Our research has the following advantages. Firstly, this study established a statistical model based on machine learning that can predict the HM of patients with EC. To the best of our knowledge, we are the first to use ML to construct a prediction model of LM of EC. This model is more reliable than the traditional nomogram prediction model. And this work expanded our knowledge of advanced EC. Second, our study further explores the relationship between different independent high risk factors, which provides a new direction for future clinical research. In other words, clinical research should not only explore the metastasis of patients, but also explore the correlation between different independent high risk factors, so as to better find the relationship between these factors and further eliminate the factors that are not conducive to the metastasis of patients during perioperative period.
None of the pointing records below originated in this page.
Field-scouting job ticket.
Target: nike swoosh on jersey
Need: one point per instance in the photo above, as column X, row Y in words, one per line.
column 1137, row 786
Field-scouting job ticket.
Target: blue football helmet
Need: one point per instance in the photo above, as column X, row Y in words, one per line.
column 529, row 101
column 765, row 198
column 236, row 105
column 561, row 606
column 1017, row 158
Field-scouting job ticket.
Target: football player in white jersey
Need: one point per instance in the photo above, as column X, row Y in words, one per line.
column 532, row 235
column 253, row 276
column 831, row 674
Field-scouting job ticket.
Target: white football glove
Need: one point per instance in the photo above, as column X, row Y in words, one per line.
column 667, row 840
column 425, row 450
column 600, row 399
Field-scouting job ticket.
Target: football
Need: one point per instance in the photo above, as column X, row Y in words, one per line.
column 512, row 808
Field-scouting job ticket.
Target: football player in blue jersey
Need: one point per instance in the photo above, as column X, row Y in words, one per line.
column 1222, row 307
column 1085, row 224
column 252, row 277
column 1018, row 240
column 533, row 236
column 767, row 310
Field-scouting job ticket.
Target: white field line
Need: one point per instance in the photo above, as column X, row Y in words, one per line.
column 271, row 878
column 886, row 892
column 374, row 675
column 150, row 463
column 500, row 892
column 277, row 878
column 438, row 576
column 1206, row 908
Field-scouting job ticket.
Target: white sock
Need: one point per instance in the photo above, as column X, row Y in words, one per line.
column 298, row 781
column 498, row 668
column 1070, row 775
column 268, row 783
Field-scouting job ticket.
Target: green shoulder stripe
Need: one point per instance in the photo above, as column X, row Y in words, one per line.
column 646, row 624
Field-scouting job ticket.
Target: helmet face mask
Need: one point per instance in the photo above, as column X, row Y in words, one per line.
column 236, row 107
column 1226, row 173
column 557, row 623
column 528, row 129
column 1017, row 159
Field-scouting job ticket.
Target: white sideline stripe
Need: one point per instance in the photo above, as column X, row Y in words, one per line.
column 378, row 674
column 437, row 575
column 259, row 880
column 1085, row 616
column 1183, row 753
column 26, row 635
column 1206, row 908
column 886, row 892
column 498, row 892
Meanwhile, this study has some limitations. First, Current machine learning is almost entirely statistical or black-box, bring severe theoretical limitations to its performance23. Second, this study is a single-center study with limited number of patients included, and the application of machine learning model on large data sets can obtain more stable results22. Therefore, in subsequent studies, multi-center data can be added for training and external verification, so as to obtain a more reliable prediction model. Third, this study did not include neoadjuvant therapy, surgical methods, circulating tumor DNA and other factors that may affect the long-term prognosis of patients with esophageal cancer. In the future, with the continuous improvement of the database, we will incorporate more correlation parameters associated with the HM of EC into the web predictor to improve its adaptability.

Conclusion

In summary, this study built a machine learning model for predicting liver metastasis of esophageal cancer based on 11 clinicopathological features commonly seen in clinical work, among which GBM model performed best. GBM model can be used to predict liver metastasis of esophageal cancer, and then help clinicians to make more accurate treatment plan for patients with esophageal cancer.